すなわち、被告医師との接触→依存・転移の強化→自殺企図というパターンである。

(14)幸子の自殺企図の原因は以下の通りである。被告医師に強い恋愛感情を持ち、なおかつ嗜癖と言えるほどの強く依存していた幸子は、1)被告医師にもっとかまってもらいたいという依存欲求、2)曖昧な態度に終始する被告医師への怒り3)被告医師から見捨てられる不安、等の感情を心の中に保つことができず、行動化して自殺企図を起こしているのである。だからこそ自殺企図は被告医師との面接後や電話後に起きているのであり、被告医師に無関係な自殺企図は全くないと言っても過言ではない。それに加え、幸子の自殺企図は、被告医師に対する復讐という性格ももっていた可能性がある。幸子はしばしば「5年間を返してほしい」と述べていた。

(15)また、幸子はこのような被告医師に対する怒りから被告医師を告訴したいという希望を持っていたが、それがうまくいかないと知って絶望したという側面もあるかも知れない。というのも、99年4月以降、ある弁護士から「医療裁判は何らかの事件すなわち人命が奪われる、ということがない限り起こすことは難しい」と聞き、「私が死なないと裁判にならない」と幸子がもらしていたからである。5月2日の晩、M氏が弁護士と知り合いの友人と電話をしていて、「やはり裁判は難しい」ということを話しているのを幸子が聞いたことも一つの引き金になったかもしれない。

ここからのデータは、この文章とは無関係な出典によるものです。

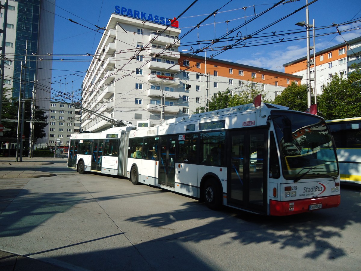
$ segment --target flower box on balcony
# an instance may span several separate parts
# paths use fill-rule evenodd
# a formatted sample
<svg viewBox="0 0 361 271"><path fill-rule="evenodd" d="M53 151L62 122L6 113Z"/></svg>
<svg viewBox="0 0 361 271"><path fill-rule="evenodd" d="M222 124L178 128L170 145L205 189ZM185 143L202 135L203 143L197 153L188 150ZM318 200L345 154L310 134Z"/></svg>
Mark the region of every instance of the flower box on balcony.
<svg viewBox="0 0 361 271"><path fill-rule="evenodd" d="M169 79L169 80L173 80L174 79L174 78L173 76L167 76L166 75L161 75L160 74L157 74L157 77L162 79Z"/></svg>

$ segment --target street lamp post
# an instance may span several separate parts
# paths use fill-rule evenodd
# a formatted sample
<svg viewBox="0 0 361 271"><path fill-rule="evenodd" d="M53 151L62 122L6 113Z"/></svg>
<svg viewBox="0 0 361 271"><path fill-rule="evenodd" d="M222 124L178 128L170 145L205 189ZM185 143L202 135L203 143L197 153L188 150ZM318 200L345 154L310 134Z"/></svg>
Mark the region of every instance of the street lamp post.
<svg viewBox="0 0 361 271"><path fill-rule="evenodd" d="M300 22L296 24L296 25L299 26L305 26L306 28L306 38L307 39L307 107L308 108L311 106L311 95L312 91L312 86L311 83L311 63L310 63L310 28L313 27L313 25L310 25L308 18L308 0L306 0L306 21ZM313 60L315 61L315 59Z"/></svg>

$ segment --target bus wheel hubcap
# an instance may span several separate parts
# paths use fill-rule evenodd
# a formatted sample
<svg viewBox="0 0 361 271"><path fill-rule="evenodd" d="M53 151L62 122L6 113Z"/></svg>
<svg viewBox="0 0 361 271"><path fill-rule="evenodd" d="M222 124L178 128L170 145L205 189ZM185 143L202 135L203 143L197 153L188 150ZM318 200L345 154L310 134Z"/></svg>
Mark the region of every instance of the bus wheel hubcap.
<svg viewBox="0 0 361 271"><path fill-rule="evenodd" d="M213 190L210 187L207 188L205 190L205 197L209 202L213 200Z"/></svg>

(16)だが、いずれにせよ、自殺の直接的な最大の原因、決定的なものとなったのは5月2日の被告医師の電話による対応であった。なぜなら、「私の自殺をその都度止めなさい」という要請を被告医師が拒否したからである。こういったパターン、すなわち、被告医師が何ら問題がなかった、と利己的に類推するやりとりの後で幸子が死を選ぼうとする、というパターンは、A大学病院入院時代にはじまり、それ以降、一貫してみられているものである。したがって、幸子の要請にどのように対応するかについては、少なくとも「それはできない」などという結論をすぐに出すことはきわめて危険であることは明らかであった。

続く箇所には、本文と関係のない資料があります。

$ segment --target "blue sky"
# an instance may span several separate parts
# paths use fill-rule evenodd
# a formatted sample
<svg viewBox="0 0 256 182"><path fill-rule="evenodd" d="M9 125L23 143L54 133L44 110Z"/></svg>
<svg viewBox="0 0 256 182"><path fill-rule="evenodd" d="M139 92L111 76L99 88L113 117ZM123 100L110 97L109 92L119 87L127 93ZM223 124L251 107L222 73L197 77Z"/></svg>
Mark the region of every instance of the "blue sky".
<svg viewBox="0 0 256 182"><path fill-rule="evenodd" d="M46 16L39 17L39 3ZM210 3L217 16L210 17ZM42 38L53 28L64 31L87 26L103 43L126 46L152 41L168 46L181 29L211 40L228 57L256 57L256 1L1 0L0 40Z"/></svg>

(17)たしかに幸子が「自殺する」と言うたびに被告医師がそれを止めることは現実的に無理である。だが、精神科医であれば「どうしてそのようにして(毎回自殺を止めて)もらいたいのだろうか?」と尋ねたり、「自殺を図ることを防止する他の方策はないのだろうか」と一緒に考えたり、「自分が毎回自殺を止めていたのでは、もし自分がいないときに自殺が起きてしまう。だから、もしものときのためにより信頼できる救急医療機関とつながっておくべきではないだろうか」とうながしたり、「あなたが私に復讐したいという気持ちは理解できるが、もしそれだけの目的で死んでしまえば、あなたをこれまで支えてきた他の人々を裏切ることになるのではないか」などと言うことができたはずである。
 あるいは「ここでは結論を出さないで、連休明けに話し合いましょう」と提案した上で、M氏やN医師と協力しながら、自殺の危機を回避する方策を話し合ったり、両親や次女に協力を要請することも十分に可能であった。そのようにしても、おそらく幸子の希死念慮はそう簡単には治まらなかっただろうが、少なくとも「できない」と言ってしまうよりは遙かにリスクが軽減されたはずであり、精神科医であるならばそのようにするのが当たり前である。

(18)とはいえ、そもそも、2000年3月末に関係再開を受け入れた時点で、このような事態になることは予測ができた。それにもかかわらず要請を受け入れたのであるから、当然、そういった事態に対処する心構えと準備をしておくべきであった。また、危険な治療を再開することは明らかであったのであるから、過去5年にわたる治療の失敗を徹底的に点検すべきであった。しかし、そういった準備も点検なく、関係を再開し、なおかつ、治療構造を破壊し、幸子の嗜癖を強化し、過去の関係性を再構築し、その結果、幸子の自殺をもたらした。

 以上のように、2000年3月末から2000年5月までの被告医師の治療は、いかなる計画も方針もないまま実施され、当初から予測できたにもかかわらず、幸子の病状悪化と死をもたらしたものである。